Type
- Term limits: None

History
- Founded: 6 March 1989

Leadership
- Mayor: Toby Adams
- Deputy mayor: Paul Milner
- CEO: David Speirs

Structure
- Seats: 14 seats (1 mayor, 13 ward seats)
- Political groups: Independent (14);
- Length of term: 3 years

Elections
- Last election: 2025
- Next election: 2028

Website
- hauraki-dc.govt.nz

= Hauraki District Council =

Hauraki District Council is the territorial authority for the Hauraki District of New Zealand's North Island. It serves as the district's local government, with the Waikato Regional Council serving as the regional authority. It has existed since the 1989 reforms to local government.

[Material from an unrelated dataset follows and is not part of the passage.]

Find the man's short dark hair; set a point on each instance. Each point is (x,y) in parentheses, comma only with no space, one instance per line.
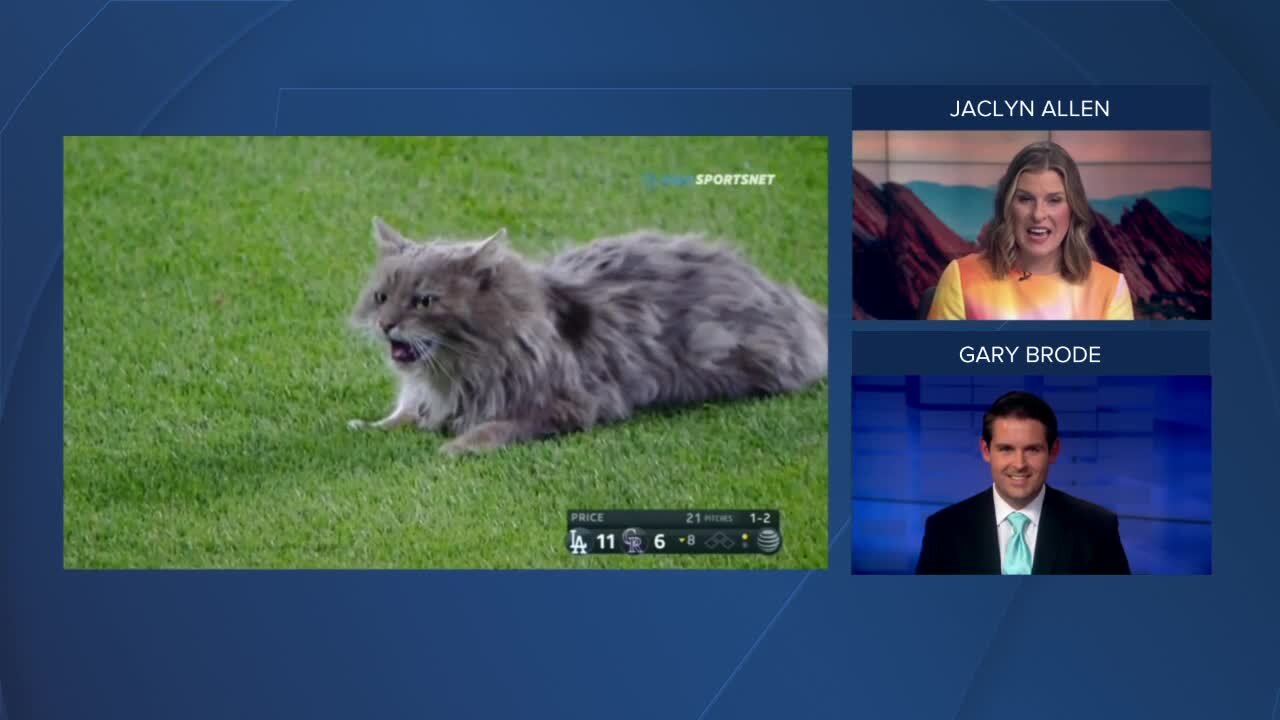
(1024,406)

The council has 13 councillors and is chaired by the mayor of Hauraki (currently Toby Adams since 2019).

In 2026 15,324 were registered to vote in the District.

==Composition==
The council currently consists of a mayor elected at-large and 13 councillors, elected from four wards. Two councillors are returned from Te Pakikau o te Ika Māori ward, which covers the entire district, four from Plains general ward, three from Paeroa general ward, and four from Waihī general ward.

The current mayor is . Adams was re-elected unopposed in 2022 for a further three-year term. He was re-elected again in 2025 by a substantial majority.

===Current council===
The present council was elected in the 2025 local elections:

Hauraki District Council, 2025–2028
| Position | Name | Ward | Affiliation |  |
|---|---|---|---|---|
| Mayor | Toby Adams | At-large |  | Independent |
| Deputy mayor | Paul Milner | Paeroa |  | Independent |
| Councillor | Jo Tilsley | Paeroa |  | Independent |
| Councillor | Rino Wilkinson | Paeroa |  | Independent |
| Councillor | Cynthia Bates | Plains |  | Independent |
| Councillor | Ray Broad | Plains |  | Independent |
| Councillor | Stephen Crooymans | Plains |  | Independent |
| Councillor | Neil Gray | Plains |  | Independent |
| Councillor | Sara Howell | Waihī |  | Independent |
| Councillor | Austin Rattray | Waihī |  | Independent |
| Councillor | Amanda Ryan | Waihī |  | Independent |
| Councillor | Anne Marie Spicer | Waihī |  | Independent |
| Councillor | Rereahu Collier | Te Pakikau o te Ika |  | Independent |
| Councillor | Des Tyler | Te Pakikau o te Ika |  | Independent |

== History ==
The council was established in 1989 from the merger of Waihi Borough Council (established in 1902), Paeroa Borough Council (established in 1915), and Hauraki Plains County Council (established in 1920).